Möglicherweise, so Dr. Fauteck, hast du auch die falsche Art von Melatonin gewählt. Ein schnell freisetzendes Melatonin führt zu einem steilen Anstieg des Melatoninspiegels, der nach ein bis zwei Stunden wieder fällt. Langsam freigesetztes Melatonin hingegen braucht Stunden, bis es den Schlaf einleitet, und lässt auch oftmals nicht in den frühen Morgenstunden nach. Dr. Fauteck empfiehlt für eine Chronotherapie pulsatiles Melatonin, das nicht die gesamte Dosis auf einmal freisetzt, sondern etwa 1/3 sofort und den Rest pulsatil (schubweise) über die Nacht abgibt, um sowohl das Einschlafen als auch das Durchschlafen zu unterstützen.

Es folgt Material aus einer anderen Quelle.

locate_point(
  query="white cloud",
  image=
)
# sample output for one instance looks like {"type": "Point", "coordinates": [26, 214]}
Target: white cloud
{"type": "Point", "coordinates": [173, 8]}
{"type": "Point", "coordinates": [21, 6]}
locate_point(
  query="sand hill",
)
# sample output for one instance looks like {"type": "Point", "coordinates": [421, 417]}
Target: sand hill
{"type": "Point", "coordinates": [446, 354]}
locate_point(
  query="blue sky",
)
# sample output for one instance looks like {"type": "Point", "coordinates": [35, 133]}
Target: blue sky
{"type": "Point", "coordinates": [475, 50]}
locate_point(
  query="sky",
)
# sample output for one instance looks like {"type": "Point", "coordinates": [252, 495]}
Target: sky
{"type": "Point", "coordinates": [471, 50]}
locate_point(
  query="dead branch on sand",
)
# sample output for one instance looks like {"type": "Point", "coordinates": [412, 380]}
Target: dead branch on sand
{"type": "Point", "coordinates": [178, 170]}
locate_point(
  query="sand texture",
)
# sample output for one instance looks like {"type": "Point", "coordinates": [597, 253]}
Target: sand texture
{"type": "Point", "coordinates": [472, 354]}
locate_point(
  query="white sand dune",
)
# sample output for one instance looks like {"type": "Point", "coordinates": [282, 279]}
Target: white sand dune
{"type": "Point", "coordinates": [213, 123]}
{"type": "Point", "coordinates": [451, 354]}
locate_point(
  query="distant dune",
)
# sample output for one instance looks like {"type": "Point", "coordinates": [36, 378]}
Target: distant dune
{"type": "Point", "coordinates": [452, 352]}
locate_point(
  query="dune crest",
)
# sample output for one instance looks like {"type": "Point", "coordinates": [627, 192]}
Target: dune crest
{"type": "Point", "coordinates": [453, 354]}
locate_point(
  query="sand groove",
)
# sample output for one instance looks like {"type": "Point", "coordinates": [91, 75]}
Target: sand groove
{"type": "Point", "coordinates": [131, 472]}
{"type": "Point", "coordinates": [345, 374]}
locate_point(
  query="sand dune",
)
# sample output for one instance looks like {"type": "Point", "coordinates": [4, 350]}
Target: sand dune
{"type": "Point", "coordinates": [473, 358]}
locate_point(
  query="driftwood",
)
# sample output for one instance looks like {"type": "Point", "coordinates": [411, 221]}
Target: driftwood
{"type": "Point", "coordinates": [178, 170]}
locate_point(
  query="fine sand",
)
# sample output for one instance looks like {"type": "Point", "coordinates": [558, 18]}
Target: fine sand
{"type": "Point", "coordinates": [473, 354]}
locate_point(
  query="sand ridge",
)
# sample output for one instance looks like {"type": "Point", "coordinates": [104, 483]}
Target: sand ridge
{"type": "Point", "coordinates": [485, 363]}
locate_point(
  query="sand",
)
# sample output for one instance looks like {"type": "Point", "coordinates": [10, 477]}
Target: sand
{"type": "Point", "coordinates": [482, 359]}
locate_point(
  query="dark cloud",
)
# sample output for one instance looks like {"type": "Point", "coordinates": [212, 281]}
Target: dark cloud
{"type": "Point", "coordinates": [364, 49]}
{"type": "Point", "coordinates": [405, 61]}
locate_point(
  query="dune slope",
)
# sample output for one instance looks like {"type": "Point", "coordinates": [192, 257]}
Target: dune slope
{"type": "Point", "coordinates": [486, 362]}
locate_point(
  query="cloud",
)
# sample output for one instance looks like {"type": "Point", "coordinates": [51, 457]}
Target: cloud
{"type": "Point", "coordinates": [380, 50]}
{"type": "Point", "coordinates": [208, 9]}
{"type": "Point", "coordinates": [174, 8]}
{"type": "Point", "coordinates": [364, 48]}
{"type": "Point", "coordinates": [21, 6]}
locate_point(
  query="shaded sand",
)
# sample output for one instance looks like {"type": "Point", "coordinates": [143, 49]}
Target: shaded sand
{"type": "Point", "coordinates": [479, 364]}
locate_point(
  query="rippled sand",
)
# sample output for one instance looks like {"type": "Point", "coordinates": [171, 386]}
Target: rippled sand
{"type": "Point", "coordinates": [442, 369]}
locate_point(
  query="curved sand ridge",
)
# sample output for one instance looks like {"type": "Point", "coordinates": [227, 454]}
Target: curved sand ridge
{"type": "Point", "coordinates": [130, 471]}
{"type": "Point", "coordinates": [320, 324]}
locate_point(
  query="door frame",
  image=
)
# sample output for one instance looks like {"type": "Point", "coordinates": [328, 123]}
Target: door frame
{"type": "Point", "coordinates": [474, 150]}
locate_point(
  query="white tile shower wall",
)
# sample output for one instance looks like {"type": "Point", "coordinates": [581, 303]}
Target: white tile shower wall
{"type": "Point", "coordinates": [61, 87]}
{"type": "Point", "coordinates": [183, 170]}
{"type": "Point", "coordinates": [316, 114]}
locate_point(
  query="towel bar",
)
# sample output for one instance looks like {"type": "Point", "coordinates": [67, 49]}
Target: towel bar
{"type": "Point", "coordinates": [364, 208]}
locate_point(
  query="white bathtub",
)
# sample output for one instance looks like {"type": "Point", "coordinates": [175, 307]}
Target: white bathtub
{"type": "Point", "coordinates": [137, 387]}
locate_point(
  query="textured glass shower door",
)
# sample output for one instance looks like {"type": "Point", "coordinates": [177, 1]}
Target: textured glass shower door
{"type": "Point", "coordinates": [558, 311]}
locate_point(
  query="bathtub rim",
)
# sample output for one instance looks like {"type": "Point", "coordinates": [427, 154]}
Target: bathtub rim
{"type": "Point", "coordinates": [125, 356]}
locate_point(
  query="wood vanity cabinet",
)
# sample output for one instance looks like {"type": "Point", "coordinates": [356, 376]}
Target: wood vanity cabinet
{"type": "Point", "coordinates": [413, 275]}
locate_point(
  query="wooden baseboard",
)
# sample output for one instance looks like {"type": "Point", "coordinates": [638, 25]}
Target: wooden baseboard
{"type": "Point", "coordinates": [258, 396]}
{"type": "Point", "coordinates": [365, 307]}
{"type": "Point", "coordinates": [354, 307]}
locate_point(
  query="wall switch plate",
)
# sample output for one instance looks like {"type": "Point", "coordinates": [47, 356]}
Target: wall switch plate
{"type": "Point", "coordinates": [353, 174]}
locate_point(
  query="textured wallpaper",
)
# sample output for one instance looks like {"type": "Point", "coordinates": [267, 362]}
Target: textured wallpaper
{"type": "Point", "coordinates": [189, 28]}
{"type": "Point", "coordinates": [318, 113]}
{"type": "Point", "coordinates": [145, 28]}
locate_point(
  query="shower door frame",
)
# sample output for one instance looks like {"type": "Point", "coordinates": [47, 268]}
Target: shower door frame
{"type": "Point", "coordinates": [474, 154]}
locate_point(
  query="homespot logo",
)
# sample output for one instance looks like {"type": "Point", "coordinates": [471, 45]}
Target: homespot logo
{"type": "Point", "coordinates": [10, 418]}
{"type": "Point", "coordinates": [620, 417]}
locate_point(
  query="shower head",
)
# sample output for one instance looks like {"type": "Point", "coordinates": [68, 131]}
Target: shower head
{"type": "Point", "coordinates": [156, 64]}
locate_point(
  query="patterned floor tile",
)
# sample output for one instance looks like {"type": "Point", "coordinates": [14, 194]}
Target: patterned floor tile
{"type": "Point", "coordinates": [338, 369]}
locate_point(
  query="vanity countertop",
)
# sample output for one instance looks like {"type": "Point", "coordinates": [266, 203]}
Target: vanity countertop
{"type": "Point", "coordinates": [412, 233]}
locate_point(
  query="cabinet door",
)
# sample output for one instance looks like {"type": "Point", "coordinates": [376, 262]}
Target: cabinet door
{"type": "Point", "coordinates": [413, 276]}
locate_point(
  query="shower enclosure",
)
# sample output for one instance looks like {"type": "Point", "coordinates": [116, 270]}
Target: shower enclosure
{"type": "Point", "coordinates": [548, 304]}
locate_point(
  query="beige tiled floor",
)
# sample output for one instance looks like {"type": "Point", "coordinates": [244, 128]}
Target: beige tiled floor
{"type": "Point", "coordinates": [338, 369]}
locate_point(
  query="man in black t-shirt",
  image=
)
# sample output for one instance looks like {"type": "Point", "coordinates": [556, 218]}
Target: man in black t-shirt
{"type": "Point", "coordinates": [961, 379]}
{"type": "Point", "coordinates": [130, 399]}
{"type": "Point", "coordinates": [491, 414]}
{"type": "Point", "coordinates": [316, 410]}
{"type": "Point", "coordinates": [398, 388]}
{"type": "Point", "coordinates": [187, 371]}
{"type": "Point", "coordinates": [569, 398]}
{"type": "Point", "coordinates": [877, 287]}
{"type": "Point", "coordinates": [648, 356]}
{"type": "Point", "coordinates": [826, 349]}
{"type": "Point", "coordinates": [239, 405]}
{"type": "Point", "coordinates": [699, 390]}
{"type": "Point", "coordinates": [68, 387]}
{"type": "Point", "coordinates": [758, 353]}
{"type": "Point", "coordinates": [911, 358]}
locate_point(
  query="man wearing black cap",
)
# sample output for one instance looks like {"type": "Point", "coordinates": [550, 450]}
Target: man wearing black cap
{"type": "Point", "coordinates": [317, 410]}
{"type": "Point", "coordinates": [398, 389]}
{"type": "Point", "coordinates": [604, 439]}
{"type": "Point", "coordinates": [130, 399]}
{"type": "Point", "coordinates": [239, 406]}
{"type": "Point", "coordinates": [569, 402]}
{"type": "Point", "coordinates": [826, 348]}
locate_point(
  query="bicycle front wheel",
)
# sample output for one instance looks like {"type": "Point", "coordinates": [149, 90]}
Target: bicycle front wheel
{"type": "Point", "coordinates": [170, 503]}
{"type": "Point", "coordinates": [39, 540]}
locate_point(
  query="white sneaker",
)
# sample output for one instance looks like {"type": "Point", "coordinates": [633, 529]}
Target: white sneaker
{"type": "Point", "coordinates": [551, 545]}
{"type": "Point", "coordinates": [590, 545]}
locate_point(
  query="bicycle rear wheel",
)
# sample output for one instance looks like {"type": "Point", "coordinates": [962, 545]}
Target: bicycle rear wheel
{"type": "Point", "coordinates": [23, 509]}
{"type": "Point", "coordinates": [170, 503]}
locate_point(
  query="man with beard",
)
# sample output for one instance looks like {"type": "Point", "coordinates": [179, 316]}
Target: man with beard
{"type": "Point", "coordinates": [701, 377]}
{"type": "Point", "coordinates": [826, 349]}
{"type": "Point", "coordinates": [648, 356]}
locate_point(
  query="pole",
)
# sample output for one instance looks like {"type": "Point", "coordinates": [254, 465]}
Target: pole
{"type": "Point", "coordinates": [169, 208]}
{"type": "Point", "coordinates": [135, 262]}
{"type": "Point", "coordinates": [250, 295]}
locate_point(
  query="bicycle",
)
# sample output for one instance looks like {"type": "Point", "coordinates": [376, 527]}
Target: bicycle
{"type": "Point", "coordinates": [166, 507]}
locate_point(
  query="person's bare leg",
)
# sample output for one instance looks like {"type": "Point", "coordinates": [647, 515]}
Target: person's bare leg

Fasse man alle bis dato verfügbaren Ergebnisse zusammen, so Dr. Fauteck, resultiere dies bei einem Melatonin-Defizit älterer Menschen und damit verbundener Einschlafstörung und verfrühten Aufwachens in folgender Dosierungsempfehlung: Pulsatiles Melatonin in Höhe von 3 mg, bei Bedarf problemlos auf 6 mg zu steigern. Idealer Einnahmezeitpunkt: ca. 30 Minuten vor dem Zubettgehen, jedoch unbedingt immer vor Mitternacht.